Mama Arga langsung menggeleng dengan cepat, dan menatap tajam putranya itu.
"Itu bukan salah kamu! Itu kecelakaan! Sudah menjadi takdir bahwa dia meninggal dalam kecelakaan itu!" Mama Arga masih bersikeras.
"Takdir? Kalau bukan karena Arga, kecelakaan itu nggak akan terjadi! Ayah Mika nggak akan meninggal! Harus dengan cara apa Arga jelasin ini ke Mama?!"
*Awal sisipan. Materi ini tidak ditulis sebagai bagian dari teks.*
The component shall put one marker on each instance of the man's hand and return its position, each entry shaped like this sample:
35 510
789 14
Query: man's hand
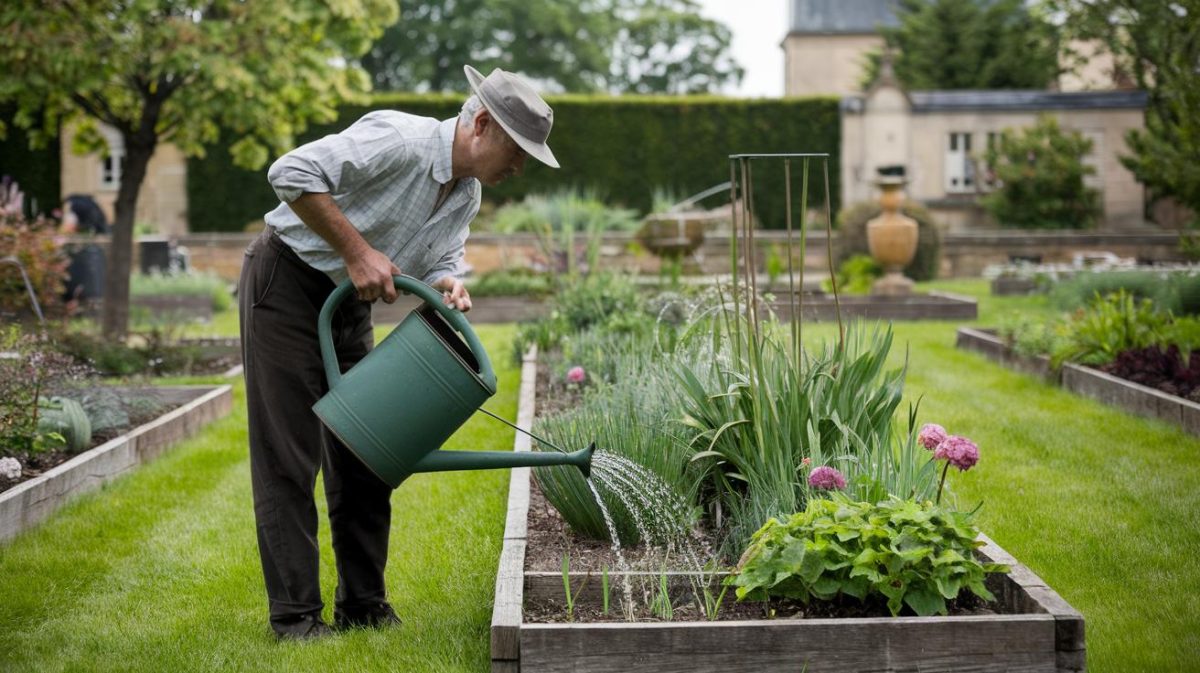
454 292
371 272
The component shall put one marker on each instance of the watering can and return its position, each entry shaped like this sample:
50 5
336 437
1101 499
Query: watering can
400 403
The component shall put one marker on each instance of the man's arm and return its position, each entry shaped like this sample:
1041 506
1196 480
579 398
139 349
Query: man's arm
370 270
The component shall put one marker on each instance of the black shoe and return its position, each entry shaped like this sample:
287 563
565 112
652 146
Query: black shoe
376 616
301 628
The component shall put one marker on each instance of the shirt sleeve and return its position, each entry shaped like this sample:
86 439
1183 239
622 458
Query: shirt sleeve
451 263
369 149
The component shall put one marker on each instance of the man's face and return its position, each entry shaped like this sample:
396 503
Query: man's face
501 157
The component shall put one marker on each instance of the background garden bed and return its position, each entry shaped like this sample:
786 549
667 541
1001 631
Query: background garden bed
1132 397
34 500
1042 634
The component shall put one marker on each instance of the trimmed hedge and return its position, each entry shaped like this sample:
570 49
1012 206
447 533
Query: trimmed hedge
37 172
624 146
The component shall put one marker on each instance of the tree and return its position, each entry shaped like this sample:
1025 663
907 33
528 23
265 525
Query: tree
179 71
1041 172
1158 43
970 44
619 46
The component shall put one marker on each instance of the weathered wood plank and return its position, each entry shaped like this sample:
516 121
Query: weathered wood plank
1000 643
508 601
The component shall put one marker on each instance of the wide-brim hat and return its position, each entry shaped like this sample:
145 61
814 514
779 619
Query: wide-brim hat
517 108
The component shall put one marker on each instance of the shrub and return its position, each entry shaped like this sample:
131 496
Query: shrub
912 554
1085 287
564 222
34 244
202 284
1041 172
852 236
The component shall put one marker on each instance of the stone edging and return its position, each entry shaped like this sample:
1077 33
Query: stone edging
31 502
1132 397
1048 635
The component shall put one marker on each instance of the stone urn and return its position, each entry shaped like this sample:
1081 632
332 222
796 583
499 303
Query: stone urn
892 239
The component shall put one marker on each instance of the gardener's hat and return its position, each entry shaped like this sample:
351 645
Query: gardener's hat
517 108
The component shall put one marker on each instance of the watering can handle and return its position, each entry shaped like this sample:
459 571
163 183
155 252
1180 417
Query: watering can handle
407 283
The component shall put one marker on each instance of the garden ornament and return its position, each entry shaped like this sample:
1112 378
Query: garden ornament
400 403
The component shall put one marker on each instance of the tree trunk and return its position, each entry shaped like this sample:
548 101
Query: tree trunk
115 317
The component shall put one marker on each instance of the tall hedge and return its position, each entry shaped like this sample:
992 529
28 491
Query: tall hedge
39 172
625 146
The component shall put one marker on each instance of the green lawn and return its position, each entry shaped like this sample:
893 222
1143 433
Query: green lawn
160 571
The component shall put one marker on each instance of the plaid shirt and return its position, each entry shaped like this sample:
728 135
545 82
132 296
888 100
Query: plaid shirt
384 172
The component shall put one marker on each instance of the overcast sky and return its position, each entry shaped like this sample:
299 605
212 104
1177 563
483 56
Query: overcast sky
759 28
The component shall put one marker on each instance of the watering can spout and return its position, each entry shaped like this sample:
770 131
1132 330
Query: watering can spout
443 461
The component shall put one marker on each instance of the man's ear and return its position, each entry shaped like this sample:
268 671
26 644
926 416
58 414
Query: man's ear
483 120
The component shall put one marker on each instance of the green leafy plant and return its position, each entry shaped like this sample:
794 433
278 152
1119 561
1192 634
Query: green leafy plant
1108 326
915 554
661 606
1041 172
564 222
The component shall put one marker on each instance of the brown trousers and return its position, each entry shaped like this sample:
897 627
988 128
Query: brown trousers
280 298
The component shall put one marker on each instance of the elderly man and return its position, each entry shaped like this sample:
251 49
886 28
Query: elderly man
393 193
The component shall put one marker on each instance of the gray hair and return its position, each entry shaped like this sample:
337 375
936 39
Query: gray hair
469 109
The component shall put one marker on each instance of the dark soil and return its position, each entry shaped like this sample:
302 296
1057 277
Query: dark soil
549 540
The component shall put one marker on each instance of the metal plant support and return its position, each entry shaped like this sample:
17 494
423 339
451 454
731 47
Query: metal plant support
742 182
29 287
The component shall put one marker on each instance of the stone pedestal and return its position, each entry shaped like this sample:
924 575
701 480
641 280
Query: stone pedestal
892 239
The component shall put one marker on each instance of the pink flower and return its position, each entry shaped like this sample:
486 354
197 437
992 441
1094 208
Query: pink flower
827 479
959 451
931 436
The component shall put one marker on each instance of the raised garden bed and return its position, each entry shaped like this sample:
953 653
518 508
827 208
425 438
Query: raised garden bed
191 408
1132 397
1030 630
990 346
933 306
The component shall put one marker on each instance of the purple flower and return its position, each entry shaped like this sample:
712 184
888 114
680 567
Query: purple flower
931 436
827 479
959 451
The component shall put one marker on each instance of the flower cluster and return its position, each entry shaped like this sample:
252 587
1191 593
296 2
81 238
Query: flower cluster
10 468
827 479
958 451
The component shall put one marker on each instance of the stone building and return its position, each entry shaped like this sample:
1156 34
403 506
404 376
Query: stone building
940 137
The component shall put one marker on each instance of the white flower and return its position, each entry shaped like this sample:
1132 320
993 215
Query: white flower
10 468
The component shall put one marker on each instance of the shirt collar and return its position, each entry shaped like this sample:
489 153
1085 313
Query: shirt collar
442 168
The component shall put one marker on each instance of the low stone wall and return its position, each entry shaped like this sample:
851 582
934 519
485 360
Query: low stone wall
964 254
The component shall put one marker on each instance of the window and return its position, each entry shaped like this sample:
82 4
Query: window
959 167
112 166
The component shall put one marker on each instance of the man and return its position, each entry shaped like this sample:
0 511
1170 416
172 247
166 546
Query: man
393 193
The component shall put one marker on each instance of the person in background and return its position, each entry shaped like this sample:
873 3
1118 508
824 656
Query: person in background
393 193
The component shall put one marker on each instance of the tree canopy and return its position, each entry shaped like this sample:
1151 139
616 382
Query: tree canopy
970 44
179 71
1158 43
616 46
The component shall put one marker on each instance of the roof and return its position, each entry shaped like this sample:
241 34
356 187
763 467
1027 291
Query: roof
841 16
1001 100
1024 100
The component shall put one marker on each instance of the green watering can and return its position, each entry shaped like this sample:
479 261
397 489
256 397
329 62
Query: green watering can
400 403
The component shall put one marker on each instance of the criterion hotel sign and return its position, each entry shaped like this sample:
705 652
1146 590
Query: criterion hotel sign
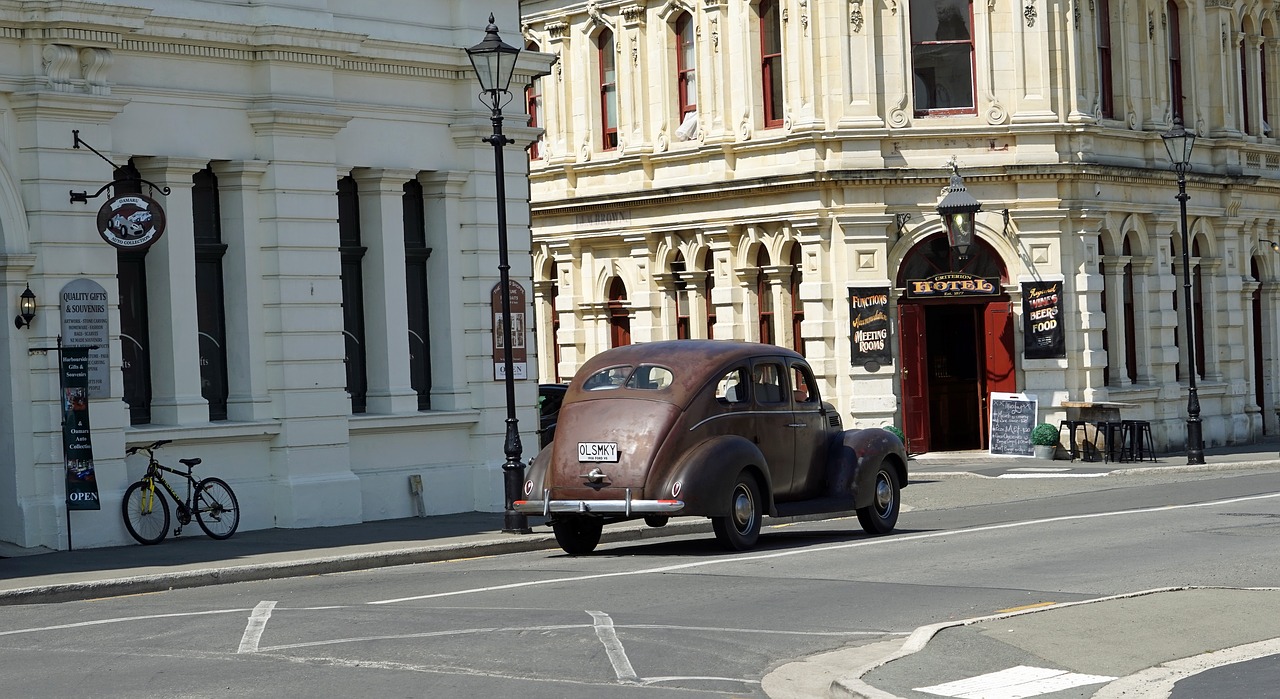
950 284
131 222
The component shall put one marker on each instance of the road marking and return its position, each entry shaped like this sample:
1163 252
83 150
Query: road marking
118 620
1015 682
255 627
872 542
612 647
1050 475
1024 607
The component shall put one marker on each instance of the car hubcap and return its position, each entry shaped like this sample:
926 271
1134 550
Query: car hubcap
744 510
883 496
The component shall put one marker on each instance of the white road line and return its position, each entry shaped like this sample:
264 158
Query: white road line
1015 682
612 647
119 620
255 627
874 542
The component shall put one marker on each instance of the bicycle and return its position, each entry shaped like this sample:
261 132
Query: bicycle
146 512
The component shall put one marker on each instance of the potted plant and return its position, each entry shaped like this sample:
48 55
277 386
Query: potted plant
1045 441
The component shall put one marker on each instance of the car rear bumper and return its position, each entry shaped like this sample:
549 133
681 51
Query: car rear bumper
626 507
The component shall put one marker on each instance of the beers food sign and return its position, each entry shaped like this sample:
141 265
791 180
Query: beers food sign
131 222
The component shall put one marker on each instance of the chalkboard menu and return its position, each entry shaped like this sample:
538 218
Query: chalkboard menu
1042 325
1013 415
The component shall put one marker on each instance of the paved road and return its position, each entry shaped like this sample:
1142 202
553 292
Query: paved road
942 508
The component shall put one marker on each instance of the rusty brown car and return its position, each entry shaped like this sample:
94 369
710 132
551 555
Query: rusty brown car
722 429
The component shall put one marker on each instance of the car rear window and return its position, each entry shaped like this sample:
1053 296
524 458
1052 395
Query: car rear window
645 377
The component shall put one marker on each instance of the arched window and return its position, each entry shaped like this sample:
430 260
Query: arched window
1106 87
686 80
796 305
709 266
534 105
763 296
620 321
1175 60
942 56
604 53
771 62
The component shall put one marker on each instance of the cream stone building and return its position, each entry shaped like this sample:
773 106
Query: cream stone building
772 170
315 321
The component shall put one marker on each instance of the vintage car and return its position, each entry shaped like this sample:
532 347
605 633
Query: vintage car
722 429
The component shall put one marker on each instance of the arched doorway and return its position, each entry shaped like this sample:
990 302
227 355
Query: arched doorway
956 343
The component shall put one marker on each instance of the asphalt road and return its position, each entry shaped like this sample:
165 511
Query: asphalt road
670 617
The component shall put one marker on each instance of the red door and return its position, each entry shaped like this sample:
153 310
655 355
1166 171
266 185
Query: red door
999 375
915 391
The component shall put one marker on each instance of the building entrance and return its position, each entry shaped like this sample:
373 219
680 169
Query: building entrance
955 350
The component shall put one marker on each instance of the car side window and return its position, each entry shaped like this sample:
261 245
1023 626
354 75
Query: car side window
801 393
607 379
731 389
767 383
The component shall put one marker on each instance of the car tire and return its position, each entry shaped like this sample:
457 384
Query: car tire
577 535
740 529
881 515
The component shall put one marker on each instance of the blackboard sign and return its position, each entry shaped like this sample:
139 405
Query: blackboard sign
1013 415
1042 321
868 319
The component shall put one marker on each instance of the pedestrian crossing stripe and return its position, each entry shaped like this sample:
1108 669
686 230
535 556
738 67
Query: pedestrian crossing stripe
1015 682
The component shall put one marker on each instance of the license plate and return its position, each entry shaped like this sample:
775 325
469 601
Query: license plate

"Arga, dengerin mama! Mama nggak mau, karena rasa bersalah kamu ini, hidup kamu jadi hancur karena menikahi orang yang salah! Kita nggak pernah tahu, dengan cara apa gadis itu dibesarkan!"
Arga menggeleng lemah.
"Mika gadis baik!" tegas Arga.
"Baik saja nggak cukup! Dia harus berpendidikan tinggi, punya etika yang baik, jelas asal-usulnya, menikah itu nggak boleh sembarangan, Arga!"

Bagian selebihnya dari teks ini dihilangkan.